Se fino a poco tempo fa il cibo poteva anche essere visto come uno dei piaceri della vita, ora le cose sembrano essere davvero cambiate. Diventa una vera ossessione fino ad arrivare a portare nell’incubo più atroce; vi sono delle persone che, affette da obesità cronica, non riescono a smettere di mangiare perchè nel loro cervello viene ad interrompersi il comando che rileva la sazietà.
Il cibo è come la droga?
Una ricerca condotta dall’Addiction Institure of New York ha voluto sfruttare delle tecniche di neuro imaging per studiare i meccanismi che spingono le persone obese a mangiare senza mai saziarsi.

Nel nostro cervello abbiamo un neurotrasmettore (dopamina) che aumenta prima e durante un’azione, per esempio anche fare sesso o mangiare, ed influisce sul sistema limbico; così la sensazione di piacere viene registrata dall’ippocampo che immagazzina l’esperienza in quanto un qualcosa di positivo.
Nei casi in cui si é creata la dipendenza, va a bloccarsi il segnale di soddisfazione e si genera la continua ricerca del ricordo; più semplicemente accade che nelle persone obese i freni inibitori sono compromessi e il lobo frontale non riesce a bloccare la produzione di dopamina.

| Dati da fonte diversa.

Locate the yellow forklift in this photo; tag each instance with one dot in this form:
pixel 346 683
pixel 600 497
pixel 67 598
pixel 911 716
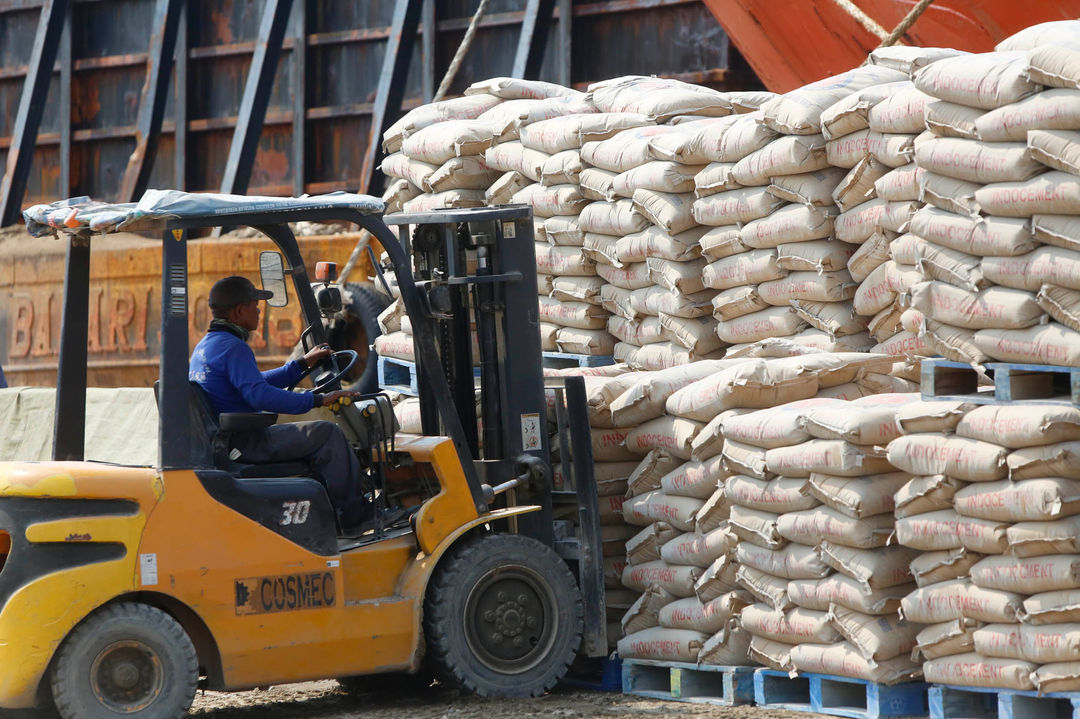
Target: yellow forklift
pixel 123 589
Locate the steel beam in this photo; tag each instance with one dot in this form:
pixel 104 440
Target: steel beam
pixel 31 105
pixel 534 39
pixel 253 106
pixel 388 97
pixel 159 72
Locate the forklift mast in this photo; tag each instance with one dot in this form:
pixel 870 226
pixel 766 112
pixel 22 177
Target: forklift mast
pixel 475 270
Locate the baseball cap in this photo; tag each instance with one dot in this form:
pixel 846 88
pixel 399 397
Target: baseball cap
pixel 231 292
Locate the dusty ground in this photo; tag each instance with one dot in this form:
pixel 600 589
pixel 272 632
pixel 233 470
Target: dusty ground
pixel 323 700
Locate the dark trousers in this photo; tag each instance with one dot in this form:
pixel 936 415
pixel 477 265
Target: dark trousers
pixel 323 446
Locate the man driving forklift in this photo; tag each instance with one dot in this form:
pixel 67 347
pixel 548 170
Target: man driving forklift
pixel 224 365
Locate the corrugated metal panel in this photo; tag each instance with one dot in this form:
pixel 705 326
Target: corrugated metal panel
pixel 343 55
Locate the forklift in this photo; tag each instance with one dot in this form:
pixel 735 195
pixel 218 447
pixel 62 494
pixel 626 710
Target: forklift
pixel 123 589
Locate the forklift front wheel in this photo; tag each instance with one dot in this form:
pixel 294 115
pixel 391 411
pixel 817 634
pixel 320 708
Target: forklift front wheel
pixel 502 616
pixel 126 659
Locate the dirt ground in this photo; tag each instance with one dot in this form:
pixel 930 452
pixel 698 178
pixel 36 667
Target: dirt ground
pixel 324 700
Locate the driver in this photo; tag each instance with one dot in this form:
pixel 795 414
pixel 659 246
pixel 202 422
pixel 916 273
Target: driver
pixel 224 365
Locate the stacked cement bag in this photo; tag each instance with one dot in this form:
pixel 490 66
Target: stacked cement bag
pixel 812 506
pixel 996 509
pixel 997 245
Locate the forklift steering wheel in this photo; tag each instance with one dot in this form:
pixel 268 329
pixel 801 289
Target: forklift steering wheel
pixel 333 361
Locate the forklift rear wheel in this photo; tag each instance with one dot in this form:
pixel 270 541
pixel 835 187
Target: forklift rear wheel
pixel 126 659
pixel 502 616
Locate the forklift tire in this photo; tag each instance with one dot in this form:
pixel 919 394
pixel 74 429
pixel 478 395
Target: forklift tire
pixel 502 616
pixel 126 659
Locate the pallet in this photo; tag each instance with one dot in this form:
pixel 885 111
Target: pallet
pixel 839 696
pixel 948 702
pixel 400 376
pixel 564 360
pixel 944 379
pixel 696 683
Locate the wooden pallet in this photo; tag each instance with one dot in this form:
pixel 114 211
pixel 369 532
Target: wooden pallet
pixel 839 696
pixel 564 360
pixel 696 683
pixel 948 702
pixel 944 379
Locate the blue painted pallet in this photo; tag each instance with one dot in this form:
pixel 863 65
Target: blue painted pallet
pixel 696 683
pixel 840 696
pixel 948 702
pixel 400 376
pixel 564 360
pixel 944 379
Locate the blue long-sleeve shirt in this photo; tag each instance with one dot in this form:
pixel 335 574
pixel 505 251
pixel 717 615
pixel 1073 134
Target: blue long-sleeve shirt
pixel 225 366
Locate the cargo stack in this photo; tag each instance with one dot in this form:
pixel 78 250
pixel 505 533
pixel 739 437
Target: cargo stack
pixel 997 502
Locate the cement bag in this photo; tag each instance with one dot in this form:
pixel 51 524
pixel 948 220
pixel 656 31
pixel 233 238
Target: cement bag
pixel 950 194
pixel 791 627
pixel 994 308
pixel 658 176
pixel 792 561
pixel 986 80
pixel 974 669
pixel 658 98
pixel 773 654
pixel 775 496
pixel 1044 344
pixel 750 268
pixel 734 206
pixel 768 589
pixel 698 479
pixel 862 422
pixel 645 545
pixel 1060 460
pixel 756 527
pixel 1051 608
pixel 645 398
pixel 793 224
pixel 813 188
pixel 873 569
pixel 875 638
pixel 1051 193
pixel 981 236
pixel 811 527
pixel 623 151
pixel 459 108
pixel 729 647
pixel 678 581
pixel 868 256
pixel 577 289
pixel 858 497
pixel 929 493
pixel 833 457
pixel 945 639
pixel 1029 500
pixel 1027 575
pixel 958 457
pixel 691 613
pixel 645 612
pixel 1057 149
pixel 570 132
pixel 1061 303
pixel 977 161
pixel 933 567
pixel 662 645
pixel 1030 539
pixel 716 580
pixel 750 383
pixel 787 154
pixel 699 550
pixel 656 506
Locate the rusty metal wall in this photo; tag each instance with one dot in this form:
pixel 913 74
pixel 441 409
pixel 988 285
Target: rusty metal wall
pixel 339 45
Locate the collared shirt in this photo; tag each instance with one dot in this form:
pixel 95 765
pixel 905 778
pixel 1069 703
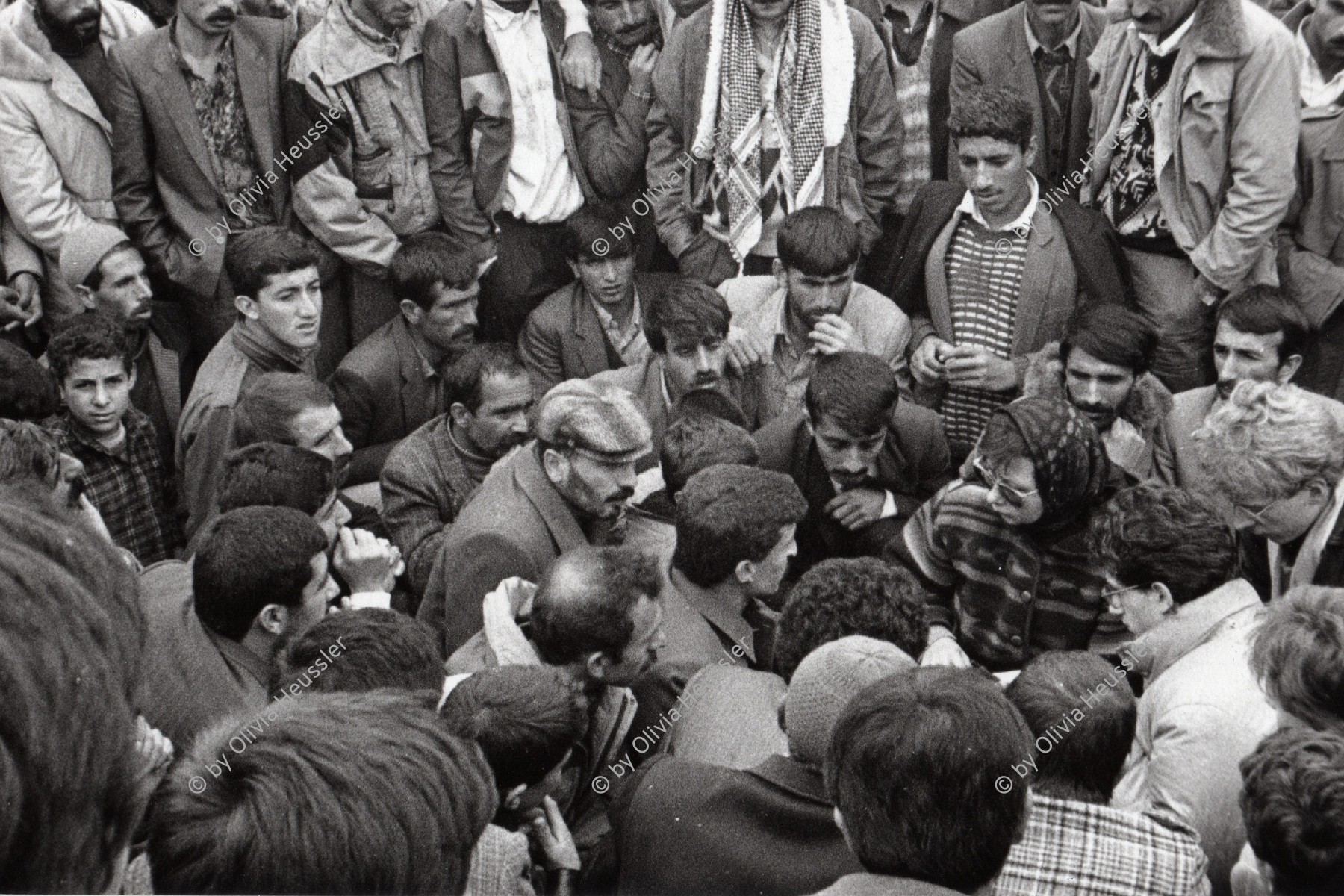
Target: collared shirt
pixel 1021 225
pixel 128 485
pixel 541 186
pixel 1316 90
pixel 223 124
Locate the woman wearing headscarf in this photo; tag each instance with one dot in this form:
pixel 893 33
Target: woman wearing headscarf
pixel 1004 548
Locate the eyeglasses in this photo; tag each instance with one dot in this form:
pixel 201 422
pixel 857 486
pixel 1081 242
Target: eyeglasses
pixel 1012 494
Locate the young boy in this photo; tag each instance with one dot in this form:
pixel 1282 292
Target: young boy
pixel 124 470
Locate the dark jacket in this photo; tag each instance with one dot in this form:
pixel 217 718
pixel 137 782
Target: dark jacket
pixel 515 524
pixel 163 179
pixel 690 828
pixel 383 395
pixel 913 465
pixel 564 339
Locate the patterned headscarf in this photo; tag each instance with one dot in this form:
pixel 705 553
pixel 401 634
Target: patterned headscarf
pixel 1066 452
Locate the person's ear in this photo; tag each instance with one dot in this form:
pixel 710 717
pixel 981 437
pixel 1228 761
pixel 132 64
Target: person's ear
pixel 1288 368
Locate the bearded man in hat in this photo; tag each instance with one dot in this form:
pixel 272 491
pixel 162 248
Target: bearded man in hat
pixel 564 489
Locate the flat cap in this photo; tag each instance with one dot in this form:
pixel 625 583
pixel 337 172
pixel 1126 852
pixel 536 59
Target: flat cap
pixel 601 422
pixel 85 247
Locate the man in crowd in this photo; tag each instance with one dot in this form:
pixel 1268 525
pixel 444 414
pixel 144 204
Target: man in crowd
pixel 714 125
pixel 122 469
pixel 1101 367
pixel 198 131
pixel 1195 181
pixel 1041 47
pixel 1071 830
pixel 687 329
pixel 811 307
pixel 596 323
pixel 988 273
pixel 391 383
pixel 863 458
pixel 432 474
pixel 108 274
pixel 1310 267
pixel 564 491
pixel 55 132
pixel 280 309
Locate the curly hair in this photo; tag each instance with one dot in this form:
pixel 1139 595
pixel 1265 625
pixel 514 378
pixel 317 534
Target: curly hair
pixel 1268 442
pixel 1297 655
pixel 1293 808
pixel 838 598
pixel 1154 532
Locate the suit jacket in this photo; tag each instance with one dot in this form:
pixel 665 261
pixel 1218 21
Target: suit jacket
pixel 163 180
pixel 766 830
pixel 383 395
pixel 564 339
pixel 913 464
pixel 995 52
pixel 517 524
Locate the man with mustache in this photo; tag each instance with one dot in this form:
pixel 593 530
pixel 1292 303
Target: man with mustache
pixel 198 128
pixel 1194 134
pixel 1042 47
pixel 393 382
pixel 564 489
pixel 1310 253
pixel 433 472
pixel 55 139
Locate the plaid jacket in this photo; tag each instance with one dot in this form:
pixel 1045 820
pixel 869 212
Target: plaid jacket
pixel 1006 594
pixel 131 489
pixel 1075 848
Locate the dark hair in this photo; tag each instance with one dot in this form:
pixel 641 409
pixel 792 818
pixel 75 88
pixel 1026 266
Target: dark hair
pixel 423 261
pixel 250 558
pixel 1113 335
pixel 1083 709
pixel 346 793
pixel 268 408
pixel 586 601
pixel 255 255
pixel 272 474
pixel 1152 532
pixel 697 441
pixel 1263 311
pixel 729 514
pixel 855 390
pixel 589 225
pixel 27 388
pixel 523 718
pixel 913 768
pixel 688 309
pixel 70 656
pixel 376 649
pixel 464 376
pixel 28 454
pixel 992 111
pixel 839 598
pixel 819 242
pixel 1297 655
pixel 87 337
pixel 1293 809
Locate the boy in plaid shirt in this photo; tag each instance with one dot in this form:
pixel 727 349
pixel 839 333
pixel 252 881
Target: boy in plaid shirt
pixel 124 472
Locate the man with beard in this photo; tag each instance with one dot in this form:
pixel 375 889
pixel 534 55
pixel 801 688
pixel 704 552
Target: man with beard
pixel 564 491
pixel 55 139
pixel 435 470
pixel 1041 46
pixel 198 127
pixel 393 382
pixel 1101 367
pixel 109 276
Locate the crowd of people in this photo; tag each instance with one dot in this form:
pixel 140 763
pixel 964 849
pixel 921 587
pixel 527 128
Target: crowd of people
pixel 672 448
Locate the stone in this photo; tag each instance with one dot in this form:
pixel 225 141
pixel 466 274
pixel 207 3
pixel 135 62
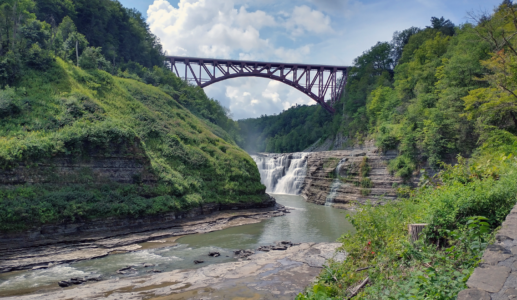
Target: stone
pixel 76 280
pixel 64 283
pixel 275 275
pixel 494 257
pixel 473 294
pixel 490 279
pixel 54 244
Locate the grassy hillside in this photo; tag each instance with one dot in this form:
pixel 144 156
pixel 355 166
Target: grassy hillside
pixel 66 111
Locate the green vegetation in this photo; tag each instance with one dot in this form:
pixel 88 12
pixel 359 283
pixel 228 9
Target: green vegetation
pixel 60 99
pixel 462 213
pixel 431 94
pixel 293 130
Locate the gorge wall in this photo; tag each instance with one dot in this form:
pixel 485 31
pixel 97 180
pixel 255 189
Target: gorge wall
pixel 339 178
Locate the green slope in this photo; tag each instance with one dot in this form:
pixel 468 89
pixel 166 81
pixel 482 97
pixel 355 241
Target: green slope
pixel 72 113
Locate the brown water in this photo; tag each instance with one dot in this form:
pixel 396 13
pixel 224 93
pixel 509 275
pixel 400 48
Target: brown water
pixel 307 222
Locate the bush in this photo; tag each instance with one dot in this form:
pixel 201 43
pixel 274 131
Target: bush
pixel 92 58
pixel 10 104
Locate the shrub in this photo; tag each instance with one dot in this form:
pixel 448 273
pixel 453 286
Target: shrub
pixel 10 104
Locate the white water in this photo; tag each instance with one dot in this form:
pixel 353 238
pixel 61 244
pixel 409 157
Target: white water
pixel 282 173
pixel 336 184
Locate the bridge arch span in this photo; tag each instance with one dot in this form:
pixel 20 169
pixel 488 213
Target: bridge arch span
pixel 315 81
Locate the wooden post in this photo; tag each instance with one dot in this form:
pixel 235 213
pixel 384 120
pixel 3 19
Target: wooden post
pixel 77 51
pixel 414 231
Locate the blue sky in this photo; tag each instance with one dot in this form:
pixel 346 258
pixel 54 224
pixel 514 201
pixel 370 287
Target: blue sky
pixel 304 31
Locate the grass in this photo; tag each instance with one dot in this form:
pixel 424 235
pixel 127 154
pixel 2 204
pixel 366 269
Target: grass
pixel 70 112
pixel 463 211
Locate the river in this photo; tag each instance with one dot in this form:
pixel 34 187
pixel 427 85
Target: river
pixel 307 222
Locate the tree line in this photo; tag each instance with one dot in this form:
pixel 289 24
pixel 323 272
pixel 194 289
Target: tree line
pixel 431 93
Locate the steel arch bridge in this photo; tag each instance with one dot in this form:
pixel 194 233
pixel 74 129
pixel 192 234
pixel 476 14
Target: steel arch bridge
pixel 314 81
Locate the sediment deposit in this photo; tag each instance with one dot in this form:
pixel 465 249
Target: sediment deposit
pixel 277 274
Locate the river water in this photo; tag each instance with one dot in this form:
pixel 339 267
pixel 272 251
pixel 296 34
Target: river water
pixel 307 222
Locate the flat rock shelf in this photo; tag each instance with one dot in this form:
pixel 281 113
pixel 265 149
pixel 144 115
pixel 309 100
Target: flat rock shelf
pixel 279 274
pixel 496 275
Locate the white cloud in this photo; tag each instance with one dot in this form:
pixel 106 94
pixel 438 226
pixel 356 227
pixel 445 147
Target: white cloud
pixel 208 28
pixel 330 32
pixel 306 20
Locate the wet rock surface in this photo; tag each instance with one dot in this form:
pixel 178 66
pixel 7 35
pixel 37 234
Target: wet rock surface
pixel 266 275
pixel 68 243
pixel 318 183
pixel 496 275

Come agire? La terapia tradizionale che viene consigliata è di agire con gli agonisti che fanno diminuire il desiderio di cibo e ne limitano l’assorbimento. C’è chi consiglia anche la psicoterapia, ma personalmente la sconsiglio, è un modo che vi porta ad essere focalizzati sul vostro passato senza permettervi di andare davvero avanti.